Mike Iorfino, a spokesman for AmerisourceBergen, which is now called Cencora, said in a statement the company was “disappointed with the jury’s verdict, which we believe does not reflect the facts of the case.”
“Cencora distributes FDA-approved medications to licensed and registered health care providers and today’s verdict further frays the legal and ethical tightrope the company is being asked to walk between providing access to necessary medications and acting to prevent diversion of controlled substances,” Iorfino said. “Our teams are analyzing the ruling and evaluating all options moving forward, including appealing today’s verdict.”
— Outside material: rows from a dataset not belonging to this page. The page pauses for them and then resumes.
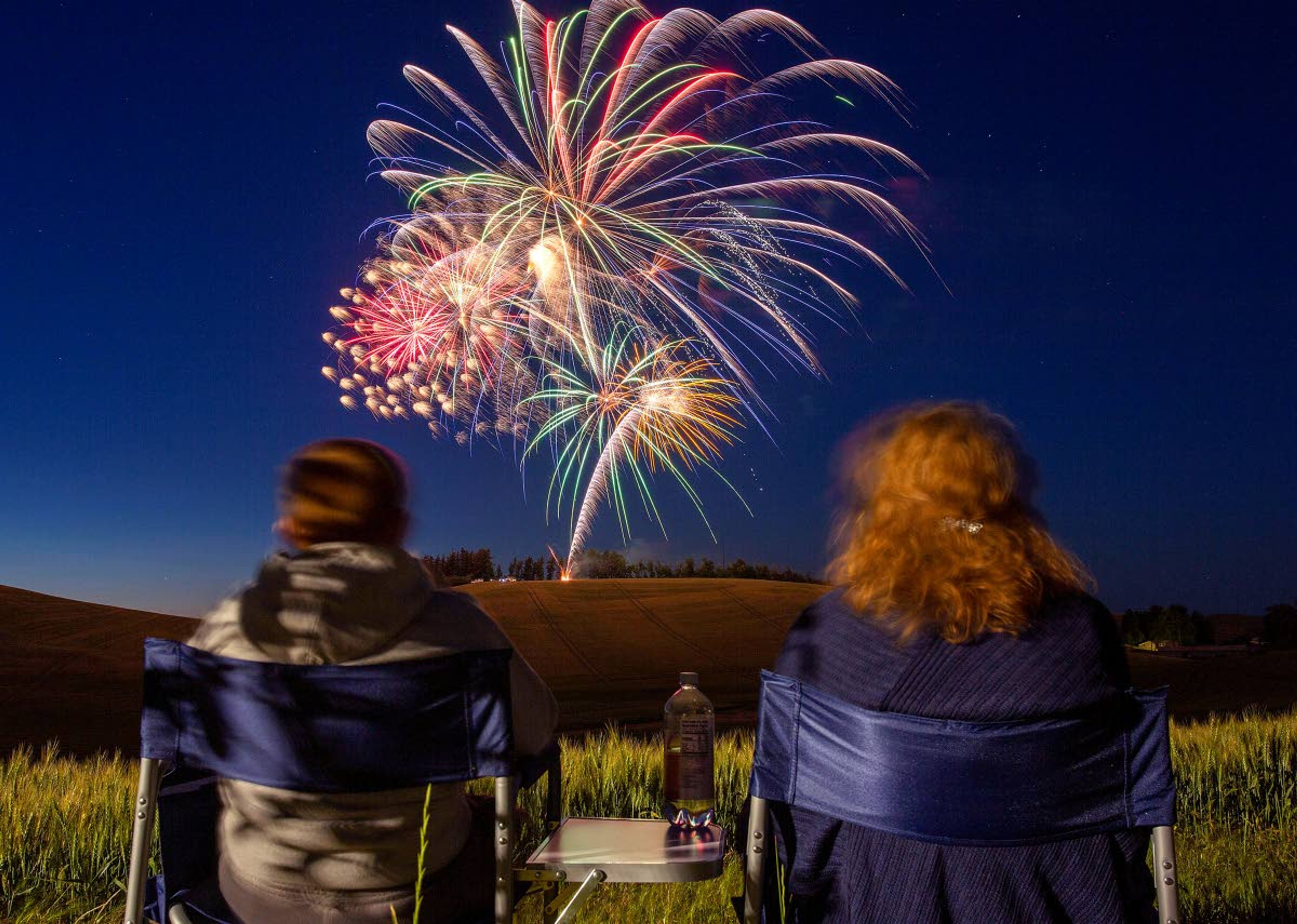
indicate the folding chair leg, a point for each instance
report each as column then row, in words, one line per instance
column 1167, row 875
column 504, row 835
column 142, row 839
column 573, row 901
column 754, row 865
column 553, row 817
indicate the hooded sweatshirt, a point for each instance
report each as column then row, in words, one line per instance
column 355, row 604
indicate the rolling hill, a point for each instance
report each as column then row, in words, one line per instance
column 610, row 649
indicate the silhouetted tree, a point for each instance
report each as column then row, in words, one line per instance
column 1281, row 625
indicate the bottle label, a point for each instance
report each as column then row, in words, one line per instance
column 696, row 757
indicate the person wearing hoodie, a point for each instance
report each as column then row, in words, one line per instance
column 348, row 594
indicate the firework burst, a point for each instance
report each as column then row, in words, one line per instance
column 644, row 411
column 605, row 260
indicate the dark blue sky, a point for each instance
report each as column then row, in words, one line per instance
column 1111, row 203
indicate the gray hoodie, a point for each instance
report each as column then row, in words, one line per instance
column 348, row 602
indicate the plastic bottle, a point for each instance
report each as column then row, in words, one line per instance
column 689, row 786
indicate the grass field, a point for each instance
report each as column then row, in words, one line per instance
column 65, row 825
column 609, row 649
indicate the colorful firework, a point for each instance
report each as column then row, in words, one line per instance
column 605, row 283
column 645, row 409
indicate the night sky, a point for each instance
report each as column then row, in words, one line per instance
column 1110, row 208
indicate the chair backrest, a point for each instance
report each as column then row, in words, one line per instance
column 329, row 727
column 974, row 783
column 325, row 728
column 969, row 783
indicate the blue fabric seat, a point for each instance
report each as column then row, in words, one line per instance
column 310, row 728
column 962, row 783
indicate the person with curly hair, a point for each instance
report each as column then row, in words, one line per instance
column 954, row 601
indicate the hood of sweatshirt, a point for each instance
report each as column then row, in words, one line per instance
column 332, row 602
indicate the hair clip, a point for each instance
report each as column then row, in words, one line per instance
column 965, row 525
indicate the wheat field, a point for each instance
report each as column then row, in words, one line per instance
column 65, row 825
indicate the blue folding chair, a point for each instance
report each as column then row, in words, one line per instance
column 325, row 728
column 967, row 783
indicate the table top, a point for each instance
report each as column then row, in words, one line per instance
column 632, row 850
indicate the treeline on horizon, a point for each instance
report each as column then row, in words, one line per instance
column 1179, row 626
column 469, row 565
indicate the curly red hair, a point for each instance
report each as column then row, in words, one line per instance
column 938, row 529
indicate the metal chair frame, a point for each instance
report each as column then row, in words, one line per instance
column 566, row 878
column 505, row 843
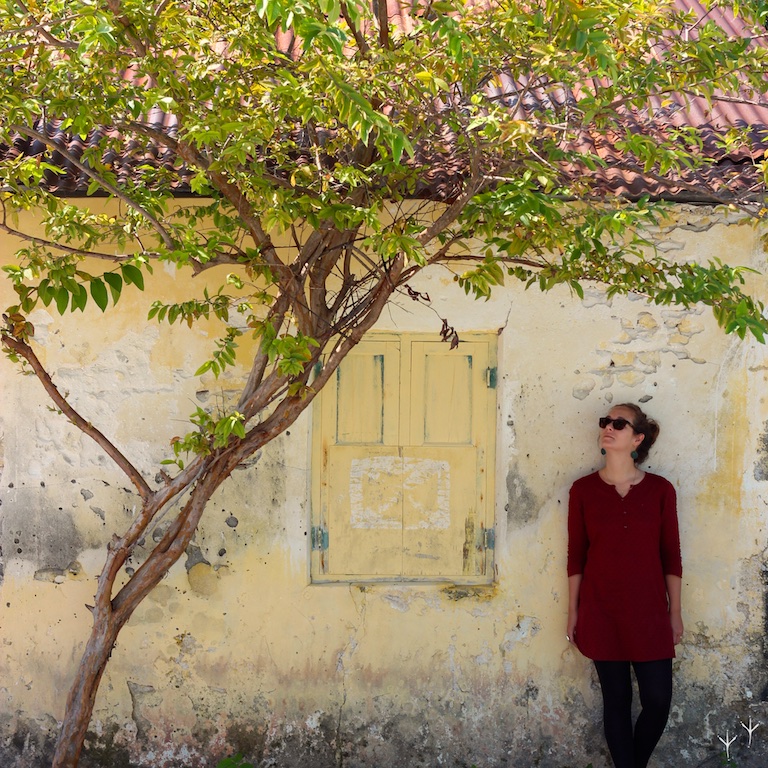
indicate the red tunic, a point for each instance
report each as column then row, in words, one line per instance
column 623, row 547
The trial, which spanned more than six weeks, featured dozens of witnesses, hours of videotaped depositions and hundreds of documents, putting a magnifying glass to the distributors’ business with several pharmacies throughout the Baltimore area. In some cases, the companies continued to send huge amounts of painkillers despite what a former DEA agent described as glaring “red flags,” such as large quantities of prescriptions called in from pain clinics and opioids making up unusually high proportions of pharmacies’ business.
McKesson sent more oxycodone to Drug City Pharmacy in Dundalk than any other independent pharmacy nationwide. The owner told McKesson at one point that he was employing off-duty police officers to catch people selling pills in the parking lot. McKesson nonetheless increased its supply of oxycodone. At the peak, McKesson was sending 273,000 oxycodone pills to the pharmacy each month, or more than 3 million annually.
“This is just so much oxycodone,” former DEA agent Ruth Carter testified. “There’s no explanation I can think of.”
City lawyers called a range of Baltimore employees to testify to the everyday toll of the epidemic.
A fire official said the department responds to up to 6,000 opioid overdoses a year. A leader in the Department of Public Works Solid Waste Bureau testified to waste-laden blocks in areas where people were known to use opioids. A health department employee described the agency’s efforts to combat the crisis, such as distributing clean needles to users.
The city’s legal team hired an economist who estimated Baltimore spent at least $197 million over the last 13 years — an average of more than $15 million a year — combating the opioid crisis via its police, fire and health departments and the Mayor’s Office for Homeless Services. He projected the city would spend $73 million more from 2024 to 2029.
During the trial, Fletcher-Hill ruled the jury could not award punitive damages against McKesson and AmerisourceBergen, dramatically reducing the pull of money available. Punitive damages, or fines designed to punish defendants, can number up to 10 times more than compensatory damages, or costs defendants seek reimbursement for through litigation.